1. Is Sea Salt More Salty Than The Normal Salt?
Not. But you might feel it that way because the marine salt crystals are bigger and so the taste buds are finding a little bit harder and for a longer time to feel the flavor. This is what Michael Tordoff said, who is studying the taste perception and salt psychology at the Monell Chemical Perceptions Center in Philadelphia.
In addition, there are other elements in sea salt that could alter the way we feel it: potassium, calcium, magnesium. But they add a bitter flavor to sea salt and not a salty taste.
It might just be a marketing strategy because “sea salt” sounds a bit better than “table salt”, although in a pure state these two are not different.
2. Do we need more types of salt?
Kitchen chef Barton Seaver, owner of Hook Restaurant in Washington, says there’s no need.
In his book For Cod and Country, he says many professional or amateur chefs fall into the trap of exotic salts such as Hawai colored salts or smoked salts. “We often get stuck with the label,” says the chef.
You do not need them to cook well, but only to give another subtle flavor to the food just after the food is cooked. They are perfect to be scattered over some kind of food at the end, just to highlight other flavors.
And without them, the taste can be very good. However, you will don’t need exotic salts that cost a fortune to boil pasta, vegetables or meat because their flavors will be lost in the water.
If it were after Barton Seaver, the Kosher salt is all you need in the kitchen. It dissolves easily, has uniform crystals, and with time you will learn how much you should add depending on what you are cooking, without using measuring instruments.
3. Why does the saltless food doesn’t have a good taste?
It’s a question which answer has been found in fairy tales.
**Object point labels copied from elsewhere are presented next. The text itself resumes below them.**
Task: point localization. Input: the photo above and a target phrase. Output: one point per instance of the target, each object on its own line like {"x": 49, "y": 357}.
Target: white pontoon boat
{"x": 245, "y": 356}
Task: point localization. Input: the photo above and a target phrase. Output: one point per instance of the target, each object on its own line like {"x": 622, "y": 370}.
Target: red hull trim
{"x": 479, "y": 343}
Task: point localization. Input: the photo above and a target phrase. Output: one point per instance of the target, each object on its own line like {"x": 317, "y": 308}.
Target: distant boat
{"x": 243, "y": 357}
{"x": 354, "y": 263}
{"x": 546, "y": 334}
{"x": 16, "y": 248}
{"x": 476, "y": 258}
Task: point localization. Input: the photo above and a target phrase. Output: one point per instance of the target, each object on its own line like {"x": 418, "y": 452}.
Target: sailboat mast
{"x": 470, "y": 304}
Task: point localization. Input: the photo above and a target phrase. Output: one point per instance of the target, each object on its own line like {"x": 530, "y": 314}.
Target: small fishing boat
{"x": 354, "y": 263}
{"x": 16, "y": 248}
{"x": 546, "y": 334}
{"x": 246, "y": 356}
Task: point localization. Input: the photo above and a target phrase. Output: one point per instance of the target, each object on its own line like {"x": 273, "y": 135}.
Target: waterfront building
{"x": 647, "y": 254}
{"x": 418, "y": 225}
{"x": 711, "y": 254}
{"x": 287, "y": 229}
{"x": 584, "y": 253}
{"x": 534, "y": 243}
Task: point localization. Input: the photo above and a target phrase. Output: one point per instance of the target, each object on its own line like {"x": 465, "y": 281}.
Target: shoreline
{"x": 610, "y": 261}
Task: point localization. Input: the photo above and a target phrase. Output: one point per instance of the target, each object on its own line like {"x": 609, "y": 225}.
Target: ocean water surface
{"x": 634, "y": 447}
It seems that the simple explanation is that we, humans, have a primitive mechanism by which we feel / taste sodium and nothing else seems to satisfy the need for this element besides salt.
To fool the mechanism without consuming too much salt, you can sprinkle a little over the biscuits or butter-fried bread, so that on your tongue you will immediately feel the salty taste and the brain will believe in the “salty food”. It is not, however, very simple about other types of food, such as soups.
But if your health forces you to reduce salt levels, it’s good to be careful at what you personally add to food, because the products that you buy already buy (packed products) you will find enough salt to cover your body’s needs.
For starters, your food will look flaky, but in time you will learn to love other flavors you did not think you can feel: grain jam or aromatic herbs from steaks.